Over the coming months, IRIS will be providing access to the insights of Dr David Hilson, widely known as “The Risk Doctor” by publishing his regular column, “Risk Matters”. This column covers a variety of topics on all things risk and we hope our readers will find it a worthy addition to their risk management research.
As a first taste, we publish below a copy from the archives, “It’s all about objectives”.
IT’S ALL ABOUT OBJECTIVES
© Copyright October 2009, David Hillson/Risk Doctor Limited
The most simple definition of risk as “uncertainty that matters” provides two simple tests for whether something is really a risk or not. The first and most obvious characteristic of a true risk is that it is uncertain. If something is a fact, constraint, requirement, problem or issue, then it is not a risk. However not all uncertainties are risks, which brings us to the second test of a real risk: Does it matter? The majority of uncertainties in the universe are not risks because they are irrelevant. The only reason we need to identify, understand and manage risks is if they matter.
So how do you know whether a risk matters or not? Again there is a simple test: If it happened, would it affect achievement of one or more objectives? Objectives define and describe what matters. For projects they tell us about the requirements for outcomes, deliverables, time, cost and performance. Personal objectives may relate to health, career, family or fulfilment. Objectives for organisations might include growing shareholder value, enhancing customer satisfaction, protecting reputation and operating sustainably.
This explicit link between risk and objectives explains why risk management is so important in all aspects of human endeavour:
The risk process requires clearly defined objectives. It is not possible to define risks without a context. We must first know what is “at risk”, what matters, what we are trying to achieve. Only then can we find risks that might affect those objectives. Where objectives are not clear, the risk process forces us to stop and define them before we can go any further.
The proactive nature of the risk process creates management space, giving us time to think, reflect, and consider the best way to respond. Using the risk process as a forward-looking radar gives us early warning of approaching uncertainties that might affect our objectives.
The risk process identifies specific uncertainties that we can address. This includes both threats which could hinder our progress, as well as opportunities which could help us. By exposing these factors in advance, the risk process gives us a chance to do something about them before it is too late. Where proactive actions are not possible, we have time to decide on contingency plans, or perhaps we might change direction or even stop altogether.
Prioritising risks by their potential to affect objectives (as well as their chance of happening) ensures that we give most attention to the risks that matter most.

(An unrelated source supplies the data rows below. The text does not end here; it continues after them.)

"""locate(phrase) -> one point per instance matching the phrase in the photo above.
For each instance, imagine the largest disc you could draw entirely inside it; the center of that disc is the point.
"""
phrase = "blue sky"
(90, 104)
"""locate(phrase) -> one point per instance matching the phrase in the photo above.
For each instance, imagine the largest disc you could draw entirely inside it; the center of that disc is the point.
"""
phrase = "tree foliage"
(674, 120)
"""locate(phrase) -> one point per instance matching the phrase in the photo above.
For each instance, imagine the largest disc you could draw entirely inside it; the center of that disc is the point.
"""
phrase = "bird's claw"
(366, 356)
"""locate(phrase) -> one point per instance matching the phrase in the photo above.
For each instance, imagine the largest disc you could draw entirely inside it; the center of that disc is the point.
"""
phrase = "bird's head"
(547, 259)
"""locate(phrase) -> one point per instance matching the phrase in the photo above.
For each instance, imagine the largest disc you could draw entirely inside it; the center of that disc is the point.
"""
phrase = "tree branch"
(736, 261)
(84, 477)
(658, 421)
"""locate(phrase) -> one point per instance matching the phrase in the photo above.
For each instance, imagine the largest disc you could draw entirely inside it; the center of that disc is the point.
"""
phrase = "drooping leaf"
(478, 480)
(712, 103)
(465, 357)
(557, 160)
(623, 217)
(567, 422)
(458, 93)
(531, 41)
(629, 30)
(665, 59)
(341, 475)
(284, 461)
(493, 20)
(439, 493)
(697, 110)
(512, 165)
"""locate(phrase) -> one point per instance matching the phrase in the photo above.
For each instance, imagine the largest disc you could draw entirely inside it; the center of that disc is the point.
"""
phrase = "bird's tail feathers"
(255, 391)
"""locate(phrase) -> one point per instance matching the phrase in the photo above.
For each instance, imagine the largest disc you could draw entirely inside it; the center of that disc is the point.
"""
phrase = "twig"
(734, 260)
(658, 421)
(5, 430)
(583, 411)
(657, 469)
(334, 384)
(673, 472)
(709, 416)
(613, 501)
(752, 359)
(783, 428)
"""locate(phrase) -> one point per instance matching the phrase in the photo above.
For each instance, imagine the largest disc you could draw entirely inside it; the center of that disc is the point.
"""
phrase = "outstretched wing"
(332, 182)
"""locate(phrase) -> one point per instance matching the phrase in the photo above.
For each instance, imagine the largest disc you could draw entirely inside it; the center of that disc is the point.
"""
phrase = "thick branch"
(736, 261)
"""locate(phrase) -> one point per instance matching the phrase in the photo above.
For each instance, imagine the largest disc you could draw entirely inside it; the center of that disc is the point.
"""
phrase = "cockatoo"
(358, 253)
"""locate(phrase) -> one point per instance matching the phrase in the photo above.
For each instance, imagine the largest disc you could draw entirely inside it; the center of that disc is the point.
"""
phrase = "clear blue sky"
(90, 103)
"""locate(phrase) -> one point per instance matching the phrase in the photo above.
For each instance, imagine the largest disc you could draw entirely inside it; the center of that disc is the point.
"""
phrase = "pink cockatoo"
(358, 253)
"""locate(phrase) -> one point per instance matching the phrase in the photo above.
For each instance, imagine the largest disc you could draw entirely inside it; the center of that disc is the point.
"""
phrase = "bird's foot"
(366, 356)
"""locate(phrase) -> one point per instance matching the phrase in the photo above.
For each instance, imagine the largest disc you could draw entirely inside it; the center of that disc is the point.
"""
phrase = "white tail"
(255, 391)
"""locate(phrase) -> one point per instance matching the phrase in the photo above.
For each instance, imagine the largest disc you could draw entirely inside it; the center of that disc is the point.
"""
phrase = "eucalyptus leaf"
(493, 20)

Properly targeted risk responses should maximise our chances of achieving objectives, by removing or reducing a significant proportion of the possible negative effects of threats to our objectives. They should also help us to capture some opportunities and turn them into actual benefits, producing an optimal outcome.
By ensuring that we have clear objectives, making us think in advance about what might affect whether we meet them, identifying the most important risks, and helping us to find appropriate ways of dealing with them, the risk process gives us the best possible chance to succeed in achieving our objectives. This of course is why effective risk management has become recognised as an essential contributor to success in business, projects and other areas of life.
There is one other important implication of connecting risks to objectives in this way. If risk is “uncertainty that matters”, it is clear that different things matter to different people, because they have different objectives. Risk does not mean the same to a boss, a middle-manager or a front-line worker. It is easy to implement an integrated approach to risk management across an enterprise if there is a coherent and aligned hierarchy of objectives. Risks can be escalated or delegated between organisational levels depending on which objectives are affected. Everyone understands which risks they have to manage at their level in the organisation, because they can just focus on the ones that affect their objectives. Enterprise Risk Management (ERM) depends on having clear objectives across the enterprise.
There is no doubt – when it comes to risk, it’s all about objectives!